Едва солнце исчезает за горизонтом, Вадька издаёт протяжный вой. Я отворачиваюсь, чтобы не видеть корчи и конвульсии, которыми всегда сопровождается превращение. Бедный Вадька!
Вой сменяется рыком, цепи лязгают, а потом я слышу удаляющийся топот.
— Вадька! Вернись немедленно!
Я хватаю ружьё и несусь за ним, обдираясь о колючие заросли. Слышу тяжёлое звериное дыхание и громыхание цепей, чувствую запах хищника, стреляю наугад, перезаряжаю, стреляю снова. Наконец слышу грохот падения.
— Вадька…
Я медленно подхожу, закидываю ружьё на спину, поднимаю обмякшее тело и несу Вадьку обратно. Укладываю на раскрытый спальник, вытаскиваю дротик, прислушиваюсь к дыханию.
Вадька медленно превращается обратно: исчезает кудлатая рыжая шерсть, втягивается длинная морда, звериные черты сменяются человеческими. Я чертыхаюсь. Теперь нерастраченная сила оборотня так и будет в нём плескаться до следующего раза, а значит, судороги будут интенсивнее, период ярости — дольше.
Вадька жалобно хмурится, и я глажу его по веснушчатой щеке:
— Всё нормально, спи.
Я тянусь, чтобы отстегнуть порванные цепи, и замираю. Даже в пляшущем свете костра видно: они подпилены. Ну, Вадька!

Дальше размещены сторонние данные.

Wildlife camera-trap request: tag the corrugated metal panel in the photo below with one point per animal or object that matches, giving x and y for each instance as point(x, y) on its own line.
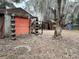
point(21, 25)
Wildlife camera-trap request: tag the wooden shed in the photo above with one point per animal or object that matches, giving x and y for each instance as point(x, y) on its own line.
point(22, 21)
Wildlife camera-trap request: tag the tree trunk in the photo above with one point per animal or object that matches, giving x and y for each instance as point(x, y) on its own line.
point(57, 32)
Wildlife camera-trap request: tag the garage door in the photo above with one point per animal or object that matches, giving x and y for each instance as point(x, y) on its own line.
point(21, 25)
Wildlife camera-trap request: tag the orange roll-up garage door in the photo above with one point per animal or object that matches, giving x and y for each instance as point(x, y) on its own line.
point(21, 25)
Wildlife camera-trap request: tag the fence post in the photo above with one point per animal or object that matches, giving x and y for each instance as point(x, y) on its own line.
point(36, 26)
point(13, 35)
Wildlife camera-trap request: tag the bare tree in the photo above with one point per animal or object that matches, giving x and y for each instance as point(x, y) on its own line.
point(59, 20)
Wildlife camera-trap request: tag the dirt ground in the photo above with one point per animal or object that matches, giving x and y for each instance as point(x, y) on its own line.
point(41, 47)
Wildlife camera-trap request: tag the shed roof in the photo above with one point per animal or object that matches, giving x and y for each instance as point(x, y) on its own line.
point(17, 11)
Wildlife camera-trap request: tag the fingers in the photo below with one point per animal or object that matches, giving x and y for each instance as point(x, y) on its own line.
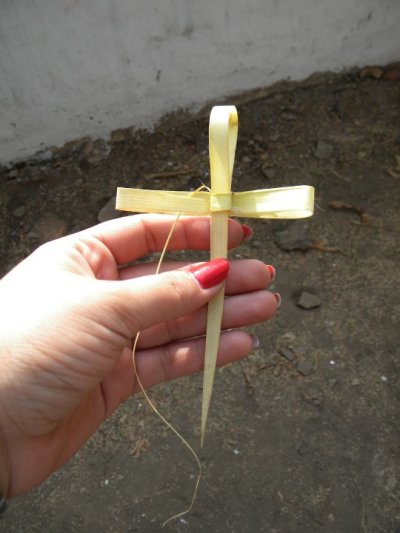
point(166, 363)
point(245, 275)
point(135, 305)
point(129, 238)
point(239, 311)
point(181, 359)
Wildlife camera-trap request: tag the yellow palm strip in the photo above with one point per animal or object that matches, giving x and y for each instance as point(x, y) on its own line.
point(220, 203)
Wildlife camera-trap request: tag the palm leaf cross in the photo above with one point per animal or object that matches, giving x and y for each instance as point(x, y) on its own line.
point(220, 203)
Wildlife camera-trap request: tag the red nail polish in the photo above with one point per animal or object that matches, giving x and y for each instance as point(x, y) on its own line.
point(247, 231)
point(271, 271)
point(278, 299)
point(211, 273)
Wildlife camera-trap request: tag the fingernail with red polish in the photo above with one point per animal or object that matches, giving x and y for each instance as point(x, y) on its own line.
point(211, 273)
point(255, 340)
point(247, 231)
point(278, 299)
point(271, 271)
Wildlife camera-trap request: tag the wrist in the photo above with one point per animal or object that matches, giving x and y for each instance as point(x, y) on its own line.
point(4, 474)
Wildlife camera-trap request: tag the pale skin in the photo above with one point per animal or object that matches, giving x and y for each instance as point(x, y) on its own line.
point(68, 314)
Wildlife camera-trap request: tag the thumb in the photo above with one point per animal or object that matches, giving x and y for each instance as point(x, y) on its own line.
point(149, 300)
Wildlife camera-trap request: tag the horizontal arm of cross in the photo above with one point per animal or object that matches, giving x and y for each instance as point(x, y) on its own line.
point(283, 202)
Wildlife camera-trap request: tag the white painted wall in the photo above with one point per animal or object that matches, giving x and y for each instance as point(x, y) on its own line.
point(70, 68)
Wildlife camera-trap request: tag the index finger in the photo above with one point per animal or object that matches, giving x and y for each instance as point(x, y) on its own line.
point(131, 237)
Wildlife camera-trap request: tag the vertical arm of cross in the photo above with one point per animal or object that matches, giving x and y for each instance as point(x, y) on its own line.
point(222, 141)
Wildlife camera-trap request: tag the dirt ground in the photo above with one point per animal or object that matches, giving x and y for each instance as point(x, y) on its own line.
point(303, 436)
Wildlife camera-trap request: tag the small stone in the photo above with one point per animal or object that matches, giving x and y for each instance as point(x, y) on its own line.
point(294, 237)
point(373, 71)
point(323, 150)
point(268, 172)
point(308, 300)
point(120, 135)
point(14, 173)
point(108, 211)
point(19, 211)
point(288, 354)
point(304, 368)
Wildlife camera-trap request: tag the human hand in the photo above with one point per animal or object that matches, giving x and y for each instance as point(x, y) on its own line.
point(68, 314)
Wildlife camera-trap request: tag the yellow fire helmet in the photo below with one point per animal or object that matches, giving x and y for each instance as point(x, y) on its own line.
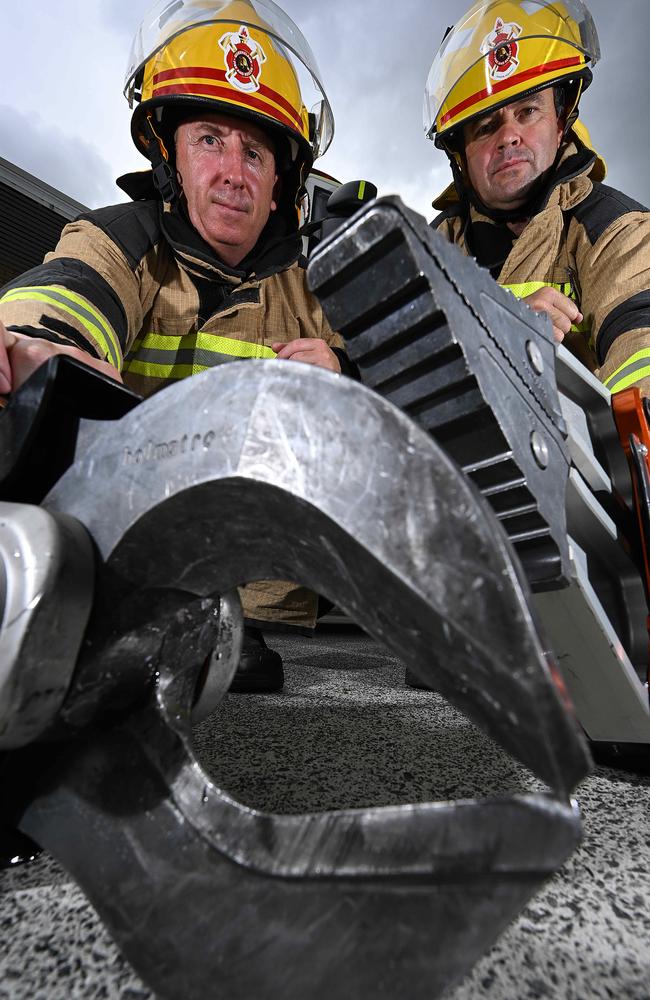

Он спокойно дрыхнет в спальнике до самого утра, а ближе к рассвету ещё и улыбается каким-то своим снам. Я сижу рядом, положив на колени ружьё, и пью мерзкий кофе.
Проснувшись, Вадька в панике сбрасывает спальник, мельком оглядывает себя и тут же прикрывается снова.
— Уже не превратишься, — успокаиваю его я. — До следующего раза.
Вадька сконфуженно ощупывает себя под спальником, и я объясняю:
— Снотворное.
Наверняка место укола ноет — и так Вадьке и надо!
— Ты зачем подпилил цепи? — спрашиваю я.
Вадька пожимает плечами:
— Захотелось.
— Захотелось побегать по лесу в зверином обличье, задрать пару зайцев? Или напороться на туристов и сдаться инквизиции?
— А тебе-то что?! — вспыхивает Вадька. — Всё из-за тебя!
Это я проглатываю молча. Привык уже.
Наверное, Вадька сердился бы меньше, если бы и я был оборотнем. Его бесит несправедливость ситуации: рыжая ликантропия передаётся исключительно по мужской линии, но проявляется не во всех поколениях. По крайней мере, к такому выводу пришли учёные, годами расчленявшие Вадькиных собратьев в лабораториях.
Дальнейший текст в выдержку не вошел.